Scamming with Style: Top 20 Colleges Face Lawsuit for Scamming Low-Income Students

Scamming+with+Style%3A+Top+20+Colleges+Face+Lawsuit+for+Scamming+Low-Income+Students

Eiman Mir

It has been three years since the Operation Varsity Blues scandal. Celebrities, hedge fund millionaires, and college coaches were all charged for fraud and paid a total of $25 million to bribe their kids into college. The scandal raised debates about the inequity and lack of transparency in the college admissions process. 

Since the scandal, some schools began promising free tuition to students from families with annual incomes less than $125,00. As a result, the amount of first-generation and low-income students in the 2019-2020 freshman class increased by 20%. 

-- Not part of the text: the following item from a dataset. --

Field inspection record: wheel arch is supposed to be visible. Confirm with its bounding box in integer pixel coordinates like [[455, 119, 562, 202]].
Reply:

Nonetheless, the promise was a little too good to be true. 

On January 10, some of the same schools were charged with a lawsuit for handing out financial aid with a price-fixing cartel, making tuition prices higher than stated for over 170,000 low-income students. The schools included in the lawsuit are Brown University, the California Institute of Technology, the University of Chicago, Dartmouth, Cornell, Emory, Duke, Massachusetts Institute of Technology, Georgetown, Northwestern, Yale, Vanderbilt, the University of Pennsylvania, Rice, and Notre Dame.

All of the schools are a part of the 568 Presidents Group. The group was formed in the 1950s. Schools in this group collaborate on common goals for awarding non-federal financial aid to students and implementing need-blind policies to give all students an equal chance at the admissions process. 

The lawsuit accuses nine of the sixteen schools of considering student financial needs during the admissions process. The suit states, 568 Presidents group is breaking the law because they are not need-blind and discriminate in favor of wealthy applicants with financial connections that can help the school. 

When these schools select wealthy students, low-income students are put at a disadvantage. The suit furthers, “Privileging the wealthy and disadvantaging the financially needy are inextricably linked…They are two sides of the same coin.” This occurrence is nothing new. As of 2020, only 7.3% of Ivy League students come from low-income families. Evidently, we have to think critically about how selective colleges are feeding into existing inequalities through discrimination and ignoring need-blind policies.

So far, Yale, Brown, and CalTech are the only schools to respond to the allegation, all reiterating that they believe their financial aid policies comply with any applicable laws. 

This lawsuit is not the first of its kind, and it most likely will not be the last. But unlike the Varsity Blues scandal, this is not about enticing athletic coaches and admission officers with donations, it’s about how selective colleges can strategically suppress the amount of financial aid given to low-income students and favor wealthy students in an already competitive enrolling class.